WASHINGTON - As economic policy goes, experts say, the automatic spending cuts that kick in Friday are - to use a technical term - bone-headed.
Fortunately, the self-inflicted wound isn't going to leave a deep scar on an economy that is otherwise looking pretty good. It's a fiscal speed-bump on the road to economic recovery, which is why the stock market is nearing an all-time high despite Washington's latest display of legislative paralysis.
That's a marked change from the past two years, when budget battles rattled consumer and business confidence and triggered big selloffs.
In a Tuesday file photo, Speaker of the House John Boehner, R-Ohio, and GOP leaders meet with reporters to challenge President Obama and the Senate to avoid the automatic spending cuts, on Capitol Hill in Washington. From left to right are Rep. Lynn Jenkins, R-Kan., Rep. Cathy McMorris Rodgers, R-Wash., Speaker of the House John Boehner, R-Ohio, and House Majority Leader Eric Cantor, R-Va.
"Businesses and consumers have begun to look away from the histrionics and the battles going on in Washington," says Bernard Baumohl, chief global economist at the Economic Outlook Group. "They're beginning to realize that organic growth in the private economy is beginning to pick up speed."
From Wall Street to Main Street, Americans are too busy spending, hiring and investing to panic over Washington's latest budgetary melodrama.
They've seen this movie before. And this time, the ending doesn't scare them.
Even with Friday's trigger date for the cuts drawing near, Americans have been pouring money into the stock market. The Dow Jones industrial average has jumped nearly 8 percent this year and is approaching a record high.
Consumers are also growing more confident. And last month, orders for U.S. factory goods that reflect companies' investment plans surged by the most in more than a year. It showed that more businesses have become more upbeat about their prospects.
Only 27 percent of Americans surveyed for a Pew Research Center/USA Today poll last week said they had heard a lot about the looming spending cuts. And according to a Washington Post poll conducted late last month, less than a third of Americans said they thought the cuts would have a big impact on their own finances.
Why less concern this time?
The stakes aren't nearly as high as they were two months ago, when lawmakers engaged in a budget standoff over the so-called fiscal cliff. Economists had warned that the cliff's tax increases and spending cuts would send the economy back into recession if they remained in place for much of 2013.

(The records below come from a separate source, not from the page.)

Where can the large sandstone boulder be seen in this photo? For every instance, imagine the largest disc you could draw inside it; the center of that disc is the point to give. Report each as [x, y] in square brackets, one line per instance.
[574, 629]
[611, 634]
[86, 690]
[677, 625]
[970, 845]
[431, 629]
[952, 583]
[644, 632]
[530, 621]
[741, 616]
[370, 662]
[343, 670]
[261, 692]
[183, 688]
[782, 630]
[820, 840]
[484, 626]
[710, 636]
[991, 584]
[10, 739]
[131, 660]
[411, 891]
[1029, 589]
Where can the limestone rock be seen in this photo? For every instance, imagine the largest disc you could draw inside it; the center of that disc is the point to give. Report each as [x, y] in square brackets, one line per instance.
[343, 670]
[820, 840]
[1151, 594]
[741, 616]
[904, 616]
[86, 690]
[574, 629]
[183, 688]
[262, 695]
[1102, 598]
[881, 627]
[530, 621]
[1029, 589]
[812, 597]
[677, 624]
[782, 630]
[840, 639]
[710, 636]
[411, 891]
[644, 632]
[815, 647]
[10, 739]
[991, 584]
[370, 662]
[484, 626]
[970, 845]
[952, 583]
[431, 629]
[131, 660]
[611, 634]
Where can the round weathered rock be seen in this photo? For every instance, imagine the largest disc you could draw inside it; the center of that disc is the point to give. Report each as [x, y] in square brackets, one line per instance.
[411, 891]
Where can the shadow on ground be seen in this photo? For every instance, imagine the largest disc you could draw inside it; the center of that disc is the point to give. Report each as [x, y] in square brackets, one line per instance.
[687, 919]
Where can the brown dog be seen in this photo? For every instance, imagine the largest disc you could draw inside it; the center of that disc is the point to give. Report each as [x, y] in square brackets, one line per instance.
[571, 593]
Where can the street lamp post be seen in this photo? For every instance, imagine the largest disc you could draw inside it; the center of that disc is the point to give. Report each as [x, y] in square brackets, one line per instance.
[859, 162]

By contrast, no one is talking about a recession this time, no matter what Congress does or doesn't do. The financial squeeze will be milder. And it will be delayed.
For one thing, the cuts are smaller than they seem: Actual spending will likely drop $44 billion in the budget year that ends Sept. 30, according to the Congressional Budget. That's only slightly more than 1 percent of federal spending.
Of that, about 80 percent will come from discretionary programs, which includes everything from environmental protection to defense spending. The rest will come from Medicare and other entitlement programs.